Dean Reynolds, who had denied the charge, was acquitted after the jury at Aberdeen Sheriff Court returned a "not proven" majority verdict earlier this month following an eight-day trial.
According to the Press & Journal, Reynolds had been accused of starting up the spooler while Michael McLean was inside preparing it for painting.
The trial heard that McLean was found unconscious and bleeding from the ears in the spooler, which raises and lowers subsea cables from oil platforms and boats. The trial was told he had sustained a broken neck and torn spinal cord, which was consistent with tumbling inside a machine. His father, who also worked for the industrial cleaners Denholm MacNamee, tried to save his son's life by performing cardiopulmonary resuscitation. However, Michael died in Aberdeen Royal Infirmary six days later.

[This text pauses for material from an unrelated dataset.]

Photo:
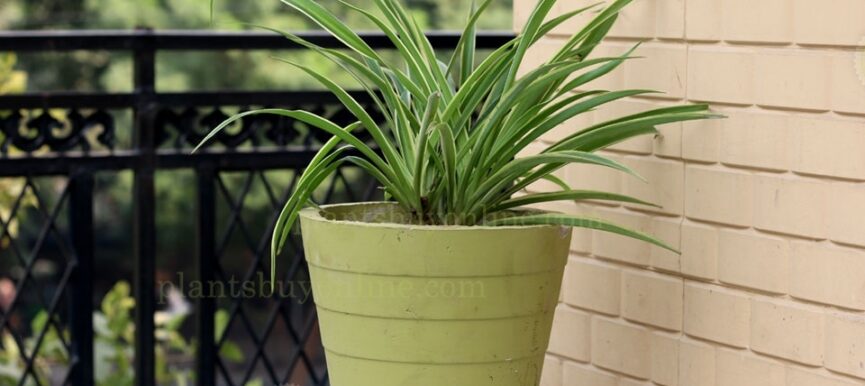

Denholm MacNamee, from Inverurie in Aberdeenshire, had pleaded guilty to breaching s 2(1) of the Health and Safety at Work Act and failing in its duty of care to a young person on 4 December 2017. It was fined £120,000.
The Press & Journal reported that prosecutor Richard Goddard had pointed to circumstantial evidence heard at the trial that pointed to Reynolds' guilt. He urged the jury to convict him of a killing charge.
However, defending, Iain Duguid QC, said there had been no evidence of a prank on the last day of a summer job and no evidence of any motive for Reynolds to injure the teenager. He told the court: "Not a single person heard the machine being operated".
A safety and health expert told the court that it would have been possible for McLean to start the machine when he was inside the drum, but he would not have been able to stop it once it had started rotating.